Ci sembra a questo punto pertinente segnalare che proprio in quegli anni, tra il 1923 ed il 1925, Croce pubblica su “La Critica” studi come Controriforma e Decadenza italiana, che poi rifonderà ne La storia dell’Eà barocca del 1929. Il filosofo intende così dimostrare, in una linea idealistica, che nel nostro Ottocento il concetto di nazione è il risultato di una ininterrotta conquista umana che però ha dovuto eliminare molteplici aporie. Non c’è dubbio, tuttavia, che una consonanza spirituale accomuna Croce a Gobetti. In solitudine morale l’uno e l’altro si immergono nel flusso vivo della storia alla ricerca ed all’analisi dei mali italiani. Ci sembra allora naturale e logico tornare alla lettera di Croce.
Gli aborti morali sono tentativi falliti, cioè azioni imperfette, perché attualizzano un pensieri viziato e distorto in un processo conoscitivo imperfetto della nostra storia.
Gobetti e Croce ci attestano che nel campo dell’indagine non v’è differenza tra critici e storici. Il critico analizza l’intuizione estetica pertinente allo spirito teorico, e lo storico l’azione volta allo spirito pratico. Tra le due fonti della conoscenza non c’è opposizione; se mai vi può essere una gradazione di quantità destinata ad essere rinvenuta dal linguista. “(…) Ogni conoscenza, per astratta e filosofica che si voglia dirla, può essere guida di atti pratici: un errore teoretico dei principi ultimi della morale può riflettersi, e si riflette sempre in qualche modo, nella vita pratica (…)”[10].
Ecco: l’espressione di Croce tentativi falliti riproduce il significato di aborti morali in quanto l’una e l’altra condannano chi, non avendo ripensato storicamente il nostro passato immanente nel presente, cioè avendo commesso un errore teoretico, non è in grado di creare e proporre nuove realtà intellettuali e nuove armonie storiche.
[10] Cfr.
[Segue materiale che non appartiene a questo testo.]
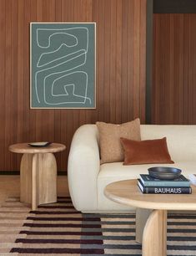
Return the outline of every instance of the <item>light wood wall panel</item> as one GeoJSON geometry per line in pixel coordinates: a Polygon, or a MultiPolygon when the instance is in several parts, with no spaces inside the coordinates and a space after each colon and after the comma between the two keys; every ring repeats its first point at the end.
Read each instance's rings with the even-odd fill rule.
{"type": "Polygon", "coordinates": [[[19,169],[17,142],[64,143],[67,160],[76,129],[97,120],[145,121],[146,0],[0,1],[0,171],[19,169]],[[97,109],[29,109],[30,22],[97,23],[97,109]]]}
{"type": "Polygon", "coordinates": [[[196,124],[196,13],[153,14],[152,121],[196,124]]]}

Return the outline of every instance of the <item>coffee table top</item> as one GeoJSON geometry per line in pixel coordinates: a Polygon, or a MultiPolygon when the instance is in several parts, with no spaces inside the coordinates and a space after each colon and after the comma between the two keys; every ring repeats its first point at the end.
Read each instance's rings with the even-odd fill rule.
{"type": "Polygon", "coordinates": [[[52,143],[48,146],[30,146],[28,143],[18,143],[9,146],[9,151],[14,153],[55,153],[62,151],[66,148],[63,144],[52,143]]]}
{"type": "Polygon", "coordinates": [[[138,180],[126,180],[108,184],[105,196],[113,202],[135,207],[159,210],[196,210],[196,187],[192,194],[143,194],[138,180]]]}

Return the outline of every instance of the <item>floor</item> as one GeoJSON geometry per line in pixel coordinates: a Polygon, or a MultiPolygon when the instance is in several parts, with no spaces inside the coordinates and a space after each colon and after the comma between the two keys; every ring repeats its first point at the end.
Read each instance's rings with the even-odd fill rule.
{"type": "MultiPolygon", "coordinates": [[[[19,175],[0,175],[0,205],[8,197],[19,197],[19,175]]],[[[58,177],[58,196],[69,196],[67,176],[58,177]]]]}

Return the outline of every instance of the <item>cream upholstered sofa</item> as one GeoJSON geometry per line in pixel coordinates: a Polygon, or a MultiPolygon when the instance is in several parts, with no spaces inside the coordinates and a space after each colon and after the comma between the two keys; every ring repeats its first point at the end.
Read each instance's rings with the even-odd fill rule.
{"type": "Polygon", "coordinates": [[[141,125],[142,140],[167,137],[174,164],[123,166],[123,162],[100,165],[98,131],[96,125],[79,127],[73,138],[68,156],[68,187],[75,208],[83,212],[125,212],[133,207],[113,202],[103,194],[113,182],[137,179],[156,166],[173,166],[183,174],[196,173],[196,125],[141,125]]]}

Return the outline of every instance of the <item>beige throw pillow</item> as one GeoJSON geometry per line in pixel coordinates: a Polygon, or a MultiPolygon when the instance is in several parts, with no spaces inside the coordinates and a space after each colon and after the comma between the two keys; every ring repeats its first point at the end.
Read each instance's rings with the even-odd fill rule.
{"type": "Polygon", "coordinates": [[[120,137],[133,141],[141,141],[140,120],[122,125],[96,123],[99,131],[101,163],[123,161],[123,149],[120,137]]]}

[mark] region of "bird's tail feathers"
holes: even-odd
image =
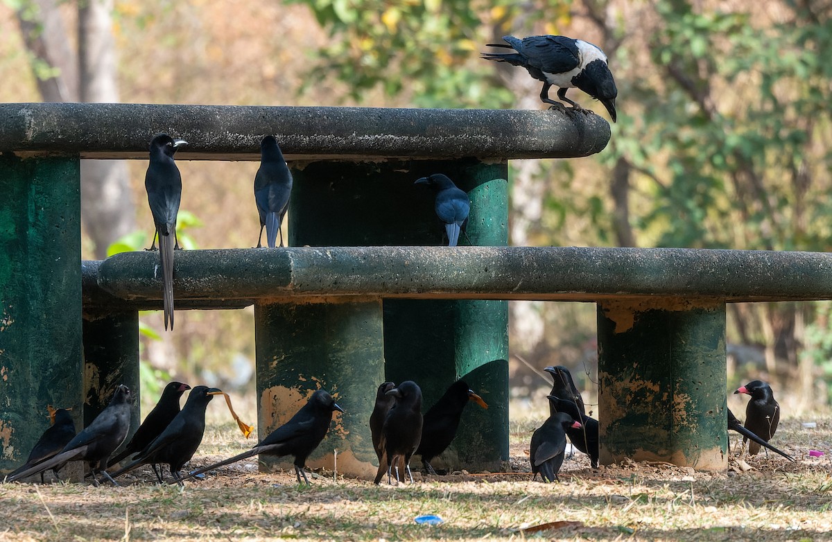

B. Croce, Estetica come scienza dell’espressione e linguistica generale, Bari 1950, dove è rifusa una memoria letta dal filosofo nell’Accademia Pontaniana di Napoli nelle tornate del 18 febbraio, 18 marzo e 6 maggio 1900, a p. 62.
[Filologia e Storia in una vertenza cavalleresca di Piero Gobetti, in “Il Corriere di Galatina”, 7 dicembre 1974, pp. 3-4.]